What does the calculation for file system compression look like these days? On one hand we've got faster SSDs, but on the other we've got more spare cores and SSD space is relatively expensive compared to HDD space.

hultner · on May 8, 2017

With LZ4 overhead is rather low, generally you'd get higher end to end throughput with LZ4 enabled. It's not as space efficient as more expensive algorithms but great for high performance scenarios.

polygot · on May 7, 2017

But if you just want one directory on an existing filesystem to be compressed, this might be an easier option

barrkel · on May 8, 2017

The article's suggestion means eating up 50G of allocation straight away. I don't think needing to estimate your compressed allocation up front is an easier solution at all. Normally with directories you use thin provisioning pulling from the whole device's free space; thick provisioning for a directory is not a path for easier reduce space consumption.

givemefive · on May 8, 2017

On top of each vdev (tank) you can make datasets (tank/logs) and mount those wherever

Each of these datasets can have their own options set. So yeah it's basically the same thing as btrfs?

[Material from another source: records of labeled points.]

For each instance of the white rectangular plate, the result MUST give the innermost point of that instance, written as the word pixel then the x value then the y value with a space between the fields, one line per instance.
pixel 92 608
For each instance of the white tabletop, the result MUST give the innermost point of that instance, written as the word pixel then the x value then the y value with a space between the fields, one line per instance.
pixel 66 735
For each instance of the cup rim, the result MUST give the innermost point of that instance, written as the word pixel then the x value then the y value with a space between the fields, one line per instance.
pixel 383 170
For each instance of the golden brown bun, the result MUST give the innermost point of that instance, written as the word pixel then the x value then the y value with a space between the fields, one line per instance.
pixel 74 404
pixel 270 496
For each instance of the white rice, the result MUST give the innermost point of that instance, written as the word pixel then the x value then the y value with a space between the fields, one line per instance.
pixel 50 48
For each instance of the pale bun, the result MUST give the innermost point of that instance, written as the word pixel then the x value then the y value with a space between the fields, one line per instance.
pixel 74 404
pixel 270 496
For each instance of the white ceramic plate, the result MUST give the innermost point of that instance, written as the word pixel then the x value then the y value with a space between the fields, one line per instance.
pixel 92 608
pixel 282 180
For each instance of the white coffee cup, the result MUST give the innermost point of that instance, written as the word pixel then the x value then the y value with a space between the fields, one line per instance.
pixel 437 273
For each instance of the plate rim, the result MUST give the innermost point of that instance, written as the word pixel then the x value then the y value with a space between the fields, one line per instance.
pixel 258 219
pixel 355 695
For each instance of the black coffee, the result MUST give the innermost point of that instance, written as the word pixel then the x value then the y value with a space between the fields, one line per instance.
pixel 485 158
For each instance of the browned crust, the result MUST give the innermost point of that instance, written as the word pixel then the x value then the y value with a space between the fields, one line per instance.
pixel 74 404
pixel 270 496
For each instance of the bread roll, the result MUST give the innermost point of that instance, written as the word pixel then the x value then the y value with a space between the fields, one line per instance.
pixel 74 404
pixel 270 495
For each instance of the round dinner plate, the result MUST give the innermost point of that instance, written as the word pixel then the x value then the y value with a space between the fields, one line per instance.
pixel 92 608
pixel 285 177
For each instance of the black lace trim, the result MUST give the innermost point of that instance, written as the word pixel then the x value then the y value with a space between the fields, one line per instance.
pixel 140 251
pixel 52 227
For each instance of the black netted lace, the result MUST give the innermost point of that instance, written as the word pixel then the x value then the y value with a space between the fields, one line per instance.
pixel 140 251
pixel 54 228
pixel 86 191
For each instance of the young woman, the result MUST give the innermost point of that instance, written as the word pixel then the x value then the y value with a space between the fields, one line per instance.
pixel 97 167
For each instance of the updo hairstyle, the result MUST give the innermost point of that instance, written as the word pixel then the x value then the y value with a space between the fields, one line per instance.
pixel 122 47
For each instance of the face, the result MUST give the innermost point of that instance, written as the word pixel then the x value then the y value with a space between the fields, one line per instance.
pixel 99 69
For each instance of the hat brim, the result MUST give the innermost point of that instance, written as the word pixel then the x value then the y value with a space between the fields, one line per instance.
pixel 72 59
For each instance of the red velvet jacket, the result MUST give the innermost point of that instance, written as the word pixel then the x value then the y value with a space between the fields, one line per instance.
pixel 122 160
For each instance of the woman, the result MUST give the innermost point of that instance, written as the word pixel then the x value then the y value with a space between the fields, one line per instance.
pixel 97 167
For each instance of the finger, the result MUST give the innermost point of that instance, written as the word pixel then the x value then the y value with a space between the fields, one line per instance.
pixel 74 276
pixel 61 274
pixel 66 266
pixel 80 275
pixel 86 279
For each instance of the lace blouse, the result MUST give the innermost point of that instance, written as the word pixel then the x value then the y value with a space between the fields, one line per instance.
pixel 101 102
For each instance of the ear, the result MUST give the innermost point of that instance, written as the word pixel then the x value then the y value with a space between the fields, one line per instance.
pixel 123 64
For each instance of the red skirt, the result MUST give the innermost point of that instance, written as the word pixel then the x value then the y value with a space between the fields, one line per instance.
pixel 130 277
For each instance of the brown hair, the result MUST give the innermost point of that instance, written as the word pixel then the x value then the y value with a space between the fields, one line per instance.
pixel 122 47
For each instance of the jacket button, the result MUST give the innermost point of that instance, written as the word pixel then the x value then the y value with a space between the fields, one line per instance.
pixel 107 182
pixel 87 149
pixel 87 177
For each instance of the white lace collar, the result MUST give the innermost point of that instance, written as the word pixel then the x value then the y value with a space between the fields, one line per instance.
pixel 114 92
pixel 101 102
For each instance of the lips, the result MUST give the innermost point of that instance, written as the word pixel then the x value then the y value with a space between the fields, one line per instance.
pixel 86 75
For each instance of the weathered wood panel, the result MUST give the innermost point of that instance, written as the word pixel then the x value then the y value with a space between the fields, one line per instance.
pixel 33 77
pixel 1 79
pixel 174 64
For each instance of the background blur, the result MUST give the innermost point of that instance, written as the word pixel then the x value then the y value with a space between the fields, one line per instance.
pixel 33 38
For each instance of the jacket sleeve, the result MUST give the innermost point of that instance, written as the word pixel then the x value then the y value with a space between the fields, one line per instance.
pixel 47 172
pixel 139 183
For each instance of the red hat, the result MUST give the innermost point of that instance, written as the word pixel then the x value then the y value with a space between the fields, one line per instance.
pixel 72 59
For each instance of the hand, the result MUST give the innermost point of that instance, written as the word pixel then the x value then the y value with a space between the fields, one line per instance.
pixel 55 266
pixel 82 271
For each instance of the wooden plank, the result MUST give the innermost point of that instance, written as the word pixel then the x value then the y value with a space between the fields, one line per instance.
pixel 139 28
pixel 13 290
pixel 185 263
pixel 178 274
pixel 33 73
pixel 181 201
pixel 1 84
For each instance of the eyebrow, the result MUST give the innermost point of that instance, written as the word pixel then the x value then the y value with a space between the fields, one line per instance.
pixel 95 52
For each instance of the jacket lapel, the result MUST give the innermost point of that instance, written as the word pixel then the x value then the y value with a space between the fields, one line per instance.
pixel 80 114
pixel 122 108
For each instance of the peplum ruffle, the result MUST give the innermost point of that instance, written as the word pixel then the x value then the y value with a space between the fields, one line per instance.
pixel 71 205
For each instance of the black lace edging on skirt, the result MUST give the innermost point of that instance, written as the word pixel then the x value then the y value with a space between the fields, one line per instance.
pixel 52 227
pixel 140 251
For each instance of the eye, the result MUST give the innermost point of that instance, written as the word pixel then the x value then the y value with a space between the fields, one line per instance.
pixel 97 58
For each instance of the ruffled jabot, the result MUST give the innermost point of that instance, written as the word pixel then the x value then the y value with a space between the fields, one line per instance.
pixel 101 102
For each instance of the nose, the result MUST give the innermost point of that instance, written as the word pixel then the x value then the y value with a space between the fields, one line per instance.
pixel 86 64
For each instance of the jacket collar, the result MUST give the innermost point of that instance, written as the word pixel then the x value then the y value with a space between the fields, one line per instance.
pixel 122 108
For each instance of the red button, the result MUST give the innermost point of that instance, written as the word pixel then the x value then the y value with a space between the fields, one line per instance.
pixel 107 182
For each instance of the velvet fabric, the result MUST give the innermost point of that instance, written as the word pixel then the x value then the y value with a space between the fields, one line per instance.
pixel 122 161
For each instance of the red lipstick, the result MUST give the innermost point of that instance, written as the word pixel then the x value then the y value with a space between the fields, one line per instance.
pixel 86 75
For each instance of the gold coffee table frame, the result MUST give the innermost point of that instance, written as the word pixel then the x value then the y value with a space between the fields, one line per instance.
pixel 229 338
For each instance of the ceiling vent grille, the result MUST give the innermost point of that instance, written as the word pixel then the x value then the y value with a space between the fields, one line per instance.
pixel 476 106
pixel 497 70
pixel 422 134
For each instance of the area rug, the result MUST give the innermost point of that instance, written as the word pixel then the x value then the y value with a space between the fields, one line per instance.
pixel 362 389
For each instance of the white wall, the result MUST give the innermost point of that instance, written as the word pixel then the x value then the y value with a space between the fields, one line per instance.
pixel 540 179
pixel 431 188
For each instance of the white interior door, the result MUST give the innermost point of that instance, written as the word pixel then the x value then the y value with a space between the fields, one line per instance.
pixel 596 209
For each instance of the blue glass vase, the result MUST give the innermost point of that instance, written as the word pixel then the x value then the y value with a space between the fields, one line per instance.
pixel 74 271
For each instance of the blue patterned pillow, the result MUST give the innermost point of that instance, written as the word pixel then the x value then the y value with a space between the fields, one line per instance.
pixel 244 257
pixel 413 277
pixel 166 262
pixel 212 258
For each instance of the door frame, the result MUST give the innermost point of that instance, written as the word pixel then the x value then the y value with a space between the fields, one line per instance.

funkaster · on May 8, 2017

You could specify a dataset that mounts to a specific (sub)directory. Or even have a file-backed pool just like the example.

nisa · on May 8, 2017

you could also do the trick with zfs - just create an zpool on that loop device - this also gives you lz4 and gzip

shmerl · on May 8, 2017

Yes, but ZFS is probably more memory hungry and somewhat an overkill just for compression alone. It's a pity simpler filesystems don't have transparent compression.

MichaelRenor · on May 8, 2017

I'm not sure it's an overkill compared to the presented solution.

keeperofdakeys · on May 8, 2017

One disadvantage of zfs in this case is that it uses its own caching layer, since it's basically an OS subsystem in itself. So on a memory constrained host (eg. rpi), you might have some issues with the zfs and linux buffers competing for RAM.

trentnelson · on May 8, 2017

Like NTFS has had for the last 20+ years? ;-)

One of the benefits of NT's packet-driven I/O model (versus the UNIX synchronous VFS read/write blocking buffer I/O model).

shmerl · on May 8, 2017

BTRFS is now good for it, but having it in other filesystems would be useful too. Linux now supports some async I/O as well.

fsiefken · on May 8, 2017

With ZFS and LZ4 or LZ4HC you might get better compression, BTRFS is more lightweight though, so it's a great solution. I wonder if encryption would be possible in a similar way.

pmlnr · on May 8, 2017

https://en.wikipedia.org/wiki/EncFS

jwilk · on May 8, 2017

From https://news.ycombinator.com/showhn.html :

Show HN is for something you've made that other people can play with. HN users can try it out, give you feedback, and ask questions in the thread.

This blog post is not a "Show HN" meterial.

Plase change the title to "Using BTRFS with loopback for compressed directories".

pmlnr · on May 8, 2017

Use ZFS, create a dataset for the dir and turn compression on per dataset.

aeroevan · on May 8, 2017

How is this different than a chattr +c on the directory? I suppose the compress option doesn't force compression (so it will try to recompress compressed files).

fuzzyfizz · on May 8, 2017

I don't get it. How does this produce 1TB of storage with a 50GB backing store?

rovr138 · on May 8, 2017

It creates a 50GB store. And because of compression, he can write 1TB of data onto it.

He/She is hoping the 50GB's are enough since there are no calculations on the article.